LÚCIO FUNARO – doleiro e operador do PMDB, acusado de lavagem de dinheiro e de operar um esquema de cobrança de propinas em financiamentos do fundo do FGTS. Apareceu nas delações da Odebrecht e da JBS e já está preso. Pode revelar o caminho do dinheiro recebido por pemedebistas em vários esquemas de corrupção, como JBS, Caixa Econômica Federal e Odebrecht, além de caixa dois de campanhas eleitorais.
ANTONIO PALOCCI – ex-ministro da Fazenda e da Casa Civil, respectivamente nos governos Lula e Dilma, está preso e é réu por lavagem de dinheiro e corrupção passiva e ativa. É apontado como captador para as campanhas do PT e teria facilitado a tramitação de leis que beneficiaram bancos e outros setores. É peça-chave para decifrar o caminho do dinheiro que a Odebrecht destinava ao ex-presidente Lula. Seria ele quem operava a “conta amigo”, reservada ao ex-presidente. Era o elo do PT com o o mercado financeiro.
GUIDO MANTEGA – ex-ministro da Fazenda dos governos Lula e Dilma Rousseff, preso e solto no mesmo dia em 2016, é acusado pelo dono da JBS de ter distribuído propina da empresa para parlamentares petistas. Também é acusado de ter pedido R$ 5 milhões a Eike Batista para saldar dívidas de campanha. Teria demonstrado disposição em detalhar como funcionavam os vários esquemas de caixa dois das campanhas petistas, incluindo as campanhas presidenciais de Dilma Rousseff.
RENATO DUQUE – ex-diretor de engenharia e serviços da Petrobras, preso em novembro de 2014, solto e novamente preso em março de 2015. Recebia propina das empresas que mantinham contratos com a área de serviços da Petrobras. Era considerado o elo do PT no esquema de corrupção desvendado na Lava Jato. Pode detalhar o caminho dessa propina paga pelas empresas que contratavam com sua diretoria. Duque era considerado um diretor da cota do PT e promete delatar Lula.

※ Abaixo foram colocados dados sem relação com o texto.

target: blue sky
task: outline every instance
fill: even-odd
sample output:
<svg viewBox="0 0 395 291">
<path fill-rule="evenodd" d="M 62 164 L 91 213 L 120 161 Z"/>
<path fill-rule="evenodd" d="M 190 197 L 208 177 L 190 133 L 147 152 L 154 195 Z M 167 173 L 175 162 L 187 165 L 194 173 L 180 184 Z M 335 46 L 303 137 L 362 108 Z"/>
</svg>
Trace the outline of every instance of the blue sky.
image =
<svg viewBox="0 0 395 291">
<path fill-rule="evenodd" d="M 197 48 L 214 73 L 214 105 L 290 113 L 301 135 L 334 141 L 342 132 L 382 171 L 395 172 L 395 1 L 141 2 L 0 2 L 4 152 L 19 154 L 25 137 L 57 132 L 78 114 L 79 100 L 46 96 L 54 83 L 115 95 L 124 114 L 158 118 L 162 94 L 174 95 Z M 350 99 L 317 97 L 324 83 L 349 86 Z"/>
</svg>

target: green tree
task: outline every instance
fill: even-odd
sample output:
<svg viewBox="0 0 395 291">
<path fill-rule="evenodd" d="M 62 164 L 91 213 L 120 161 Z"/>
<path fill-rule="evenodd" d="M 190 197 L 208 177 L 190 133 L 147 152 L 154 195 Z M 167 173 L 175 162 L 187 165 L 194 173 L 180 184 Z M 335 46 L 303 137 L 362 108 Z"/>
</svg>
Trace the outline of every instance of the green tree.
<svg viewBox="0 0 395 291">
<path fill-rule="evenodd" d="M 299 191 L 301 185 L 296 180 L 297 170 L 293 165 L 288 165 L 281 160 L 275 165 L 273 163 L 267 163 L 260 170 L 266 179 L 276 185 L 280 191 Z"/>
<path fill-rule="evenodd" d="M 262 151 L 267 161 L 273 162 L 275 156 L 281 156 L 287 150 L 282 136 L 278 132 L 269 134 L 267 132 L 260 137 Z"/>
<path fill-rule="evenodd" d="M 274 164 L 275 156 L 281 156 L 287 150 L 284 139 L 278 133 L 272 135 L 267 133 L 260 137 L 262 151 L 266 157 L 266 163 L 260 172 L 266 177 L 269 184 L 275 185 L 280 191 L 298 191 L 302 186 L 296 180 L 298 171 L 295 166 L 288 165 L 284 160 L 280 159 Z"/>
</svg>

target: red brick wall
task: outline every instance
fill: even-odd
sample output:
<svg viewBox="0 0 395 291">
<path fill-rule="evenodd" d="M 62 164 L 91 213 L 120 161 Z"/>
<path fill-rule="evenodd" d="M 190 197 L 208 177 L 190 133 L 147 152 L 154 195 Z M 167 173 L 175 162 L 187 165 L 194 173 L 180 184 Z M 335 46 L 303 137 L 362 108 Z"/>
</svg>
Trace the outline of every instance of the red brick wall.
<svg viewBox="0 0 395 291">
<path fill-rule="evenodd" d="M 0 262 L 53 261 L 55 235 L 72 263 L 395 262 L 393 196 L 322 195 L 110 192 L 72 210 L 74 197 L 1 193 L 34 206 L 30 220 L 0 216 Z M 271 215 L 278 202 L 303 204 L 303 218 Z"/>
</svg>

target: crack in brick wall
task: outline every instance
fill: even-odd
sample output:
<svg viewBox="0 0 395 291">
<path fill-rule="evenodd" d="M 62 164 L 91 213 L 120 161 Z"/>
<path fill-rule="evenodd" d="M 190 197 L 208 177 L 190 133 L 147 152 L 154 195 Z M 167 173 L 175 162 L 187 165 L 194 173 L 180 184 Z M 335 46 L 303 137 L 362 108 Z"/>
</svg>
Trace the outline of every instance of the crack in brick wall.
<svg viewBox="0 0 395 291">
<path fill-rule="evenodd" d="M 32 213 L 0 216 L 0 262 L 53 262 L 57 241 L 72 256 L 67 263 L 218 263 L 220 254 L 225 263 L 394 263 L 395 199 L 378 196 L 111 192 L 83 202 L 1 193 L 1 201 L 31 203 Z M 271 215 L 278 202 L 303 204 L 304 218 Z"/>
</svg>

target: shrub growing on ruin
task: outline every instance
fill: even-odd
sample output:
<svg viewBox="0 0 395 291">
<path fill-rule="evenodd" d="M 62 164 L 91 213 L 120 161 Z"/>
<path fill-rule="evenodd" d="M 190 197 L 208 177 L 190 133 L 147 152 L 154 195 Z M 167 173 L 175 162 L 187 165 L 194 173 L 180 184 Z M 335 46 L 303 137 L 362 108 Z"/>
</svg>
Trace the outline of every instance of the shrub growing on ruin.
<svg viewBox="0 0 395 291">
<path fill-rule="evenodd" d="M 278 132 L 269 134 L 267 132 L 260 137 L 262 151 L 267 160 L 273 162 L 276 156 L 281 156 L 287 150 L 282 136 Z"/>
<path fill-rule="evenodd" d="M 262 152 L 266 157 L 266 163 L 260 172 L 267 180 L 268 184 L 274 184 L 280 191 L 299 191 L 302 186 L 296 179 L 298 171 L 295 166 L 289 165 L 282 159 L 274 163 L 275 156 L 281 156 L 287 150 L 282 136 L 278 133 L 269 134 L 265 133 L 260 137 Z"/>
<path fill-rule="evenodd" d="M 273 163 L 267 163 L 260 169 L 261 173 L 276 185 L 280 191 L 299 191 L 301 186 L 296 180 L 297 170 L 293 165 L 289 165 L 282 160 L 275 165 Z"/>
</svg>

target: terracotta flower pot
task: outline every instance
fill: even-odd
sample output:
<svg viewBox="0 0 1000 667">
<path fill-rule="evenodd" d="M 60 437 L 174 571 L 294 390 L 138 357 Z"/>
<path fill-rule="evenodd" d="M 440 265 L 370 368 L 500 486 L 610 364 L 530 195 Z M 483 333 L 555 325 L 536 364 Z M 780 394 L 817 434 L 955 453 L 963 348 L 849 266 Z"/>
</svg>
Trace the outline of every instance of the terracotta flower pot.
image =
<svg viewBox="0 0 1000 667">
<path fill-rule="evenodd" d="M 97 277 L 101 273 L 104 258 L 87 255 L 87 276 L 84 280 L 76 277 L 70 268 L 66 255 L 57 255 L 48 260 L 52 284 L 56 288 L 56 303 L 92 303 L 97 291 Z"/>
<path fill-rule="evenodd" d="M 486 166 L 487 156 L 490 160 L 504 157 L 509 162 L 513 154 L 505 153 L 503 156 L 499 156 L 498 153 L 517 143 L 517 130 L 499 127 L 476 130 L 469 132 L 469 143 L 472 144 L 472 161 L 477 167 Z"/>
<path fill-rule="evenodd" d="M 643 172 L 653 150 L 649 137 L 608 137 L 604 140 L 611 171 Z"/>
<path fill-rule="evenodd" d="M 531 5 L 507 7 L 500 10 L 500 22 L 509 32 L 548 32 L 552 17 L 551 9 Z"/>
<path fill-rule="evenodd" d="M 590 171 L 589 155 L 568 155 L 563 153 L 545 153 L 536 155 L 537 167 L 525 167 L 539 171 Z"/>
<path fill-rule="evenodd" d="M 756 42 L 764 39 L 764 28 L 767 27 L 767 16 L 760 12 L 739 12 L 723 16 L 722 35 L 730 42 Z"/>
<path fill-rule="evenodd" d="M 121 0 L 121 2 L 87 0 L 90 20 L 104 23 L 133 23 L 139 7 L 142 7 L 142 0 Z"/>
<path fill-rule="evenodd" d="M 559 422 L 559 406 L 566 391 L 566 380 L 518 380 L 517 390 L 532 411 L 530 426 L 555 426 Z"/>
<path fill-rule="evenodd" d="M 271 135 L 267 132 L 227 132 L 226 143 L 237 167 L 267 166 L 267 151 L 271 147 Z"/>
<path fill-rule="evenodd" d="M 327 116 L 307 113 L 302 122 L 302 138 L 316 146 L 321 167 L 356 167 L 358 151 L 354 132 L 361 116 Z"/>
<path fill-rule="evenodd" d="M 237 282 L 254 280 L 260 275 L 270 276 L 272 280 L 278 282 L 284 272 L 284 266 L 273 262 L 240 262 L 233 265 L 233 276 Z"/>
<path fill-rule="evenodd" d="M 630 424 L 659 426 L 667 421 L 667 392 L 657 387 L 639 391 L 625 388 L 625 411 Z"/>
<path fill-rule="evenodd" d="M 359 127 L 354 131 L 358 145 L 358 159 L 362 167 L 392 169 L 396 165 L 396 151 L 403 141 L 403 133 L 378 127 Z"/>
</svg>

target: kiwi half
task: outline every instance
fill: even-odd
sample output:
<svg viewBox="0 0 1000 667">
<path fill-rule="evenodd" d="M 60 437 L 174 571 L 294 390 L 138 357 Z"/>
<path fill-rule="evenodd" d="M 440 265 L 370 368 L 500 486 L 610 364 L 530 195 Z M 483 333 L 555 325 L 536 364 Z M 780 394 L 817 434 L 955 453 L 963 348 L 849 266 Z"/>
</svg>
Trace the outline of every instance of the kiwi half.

HENRIQUE CONSTANTINO – um dos donos da Gol Linhas Aéreas e de outras empresas. Ainda não está preso. Teria subornado políticos do PMDB, incluindo o ex-deputado Eduardo Cunha, para conseguir financiamento do Fundo de Investimentos do FGTS para a Via Rondon, uma de suas empresas. Já contou aos procuradores episódio em que pagou uma propina de R$ 10 milhões de propina a Eduardo Cunha, Lúcio Funaro e à campanha de Gabriel Chalita à Prefeitura de São Paulo
LÉO PINHEIRO – ex-presidente da OAS, empreiteira implicada na Lava Jato, foi preso em 2014 e 2016, por ter distribuído propina a diretores da Petrobras, agentes públicos e políticos para obter e manter contratos com a Petrobras. Também é investigado, por exemplo, por desvios em estádios da Copa. Executivos e acionistas da empreiteira pretendem detalhar aos procuradores pagamentos de propinas a políticos, membros dos fundos de pensão e membros do Judiciário.
OUTRAS EMPREITEIRAS – A Andrade Gutierrez e Camargo Corrêa, empreiteiras flagradas pagando a políticos e diretores da Petrobras, já fecharam acordo de delação premiada admitindo o pagamento de propina a políticos e agentes públicos no âmbito da Lava jato. Apesar desses acordos, agora vão ampliar os temas que revelaram. Estão refazendo os depoimentos aos procuradores. A Andrade relata suborno em troca de contratos no setor elétrico. A Camargo, propinas em obras em de São Paulo.